Using dates and times in a program is not always as straight forward as you might think.  The issue is with timezones and daylight savings.  Most people forget to use a timezone when they store dates.  This might not seem like an issue if you think your program will never be used in another timezone, but it still is.

Timezones tell you how to convert your datetime from one timezone to the other.  10am in NYC is not the same 10am in Tokyo.  What makes this all the more fun is the wonder idea of daylight savings time.  Time will go backwards and forwards or seeming random days.  Suddenly there are 2 different 11:59pm.

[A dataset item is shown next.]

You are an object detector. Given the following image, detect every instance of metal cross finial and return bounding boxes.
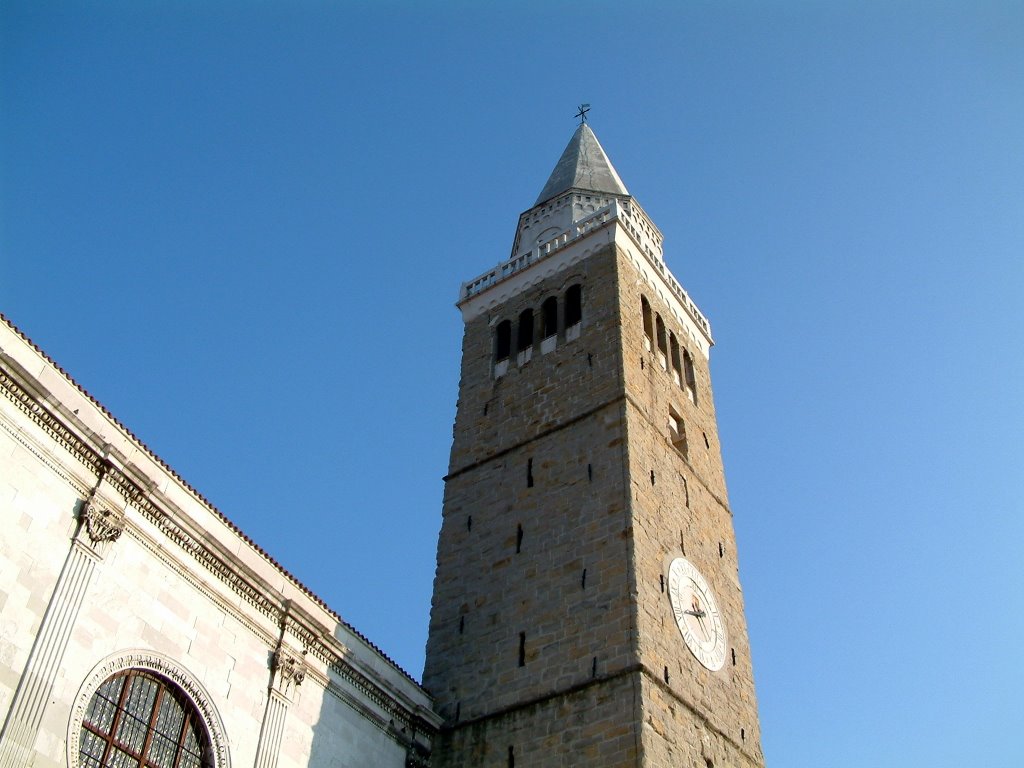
[575,103,591,124]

When you look at a file in windows explort, did you ever think about the missing timezone on the dates?  You probably didn’t give it a second thought.  But you should.  You probably assume that it is showing the times in your current time zone.   Sadly you are more correct then you think.  I found out about this after I read this link.  It seems windows uses your CURRENT timezone to display the datetime.  Whats the problem with this?  If a file was created at 3/1 10:00pm and you look at the file in April, windows shows the file date as 11:00pm, even though the correct time should be 10:00pm.

Windows is smart enough to store the date in UTC/GMT/ZULU time, but when converting it back to your local timezone, it just uses your CURRENT timezone offset, instead of figuring out what it was on that date with DST factored in.  I wonder if someone was trying to optimize out a few CPU cycles.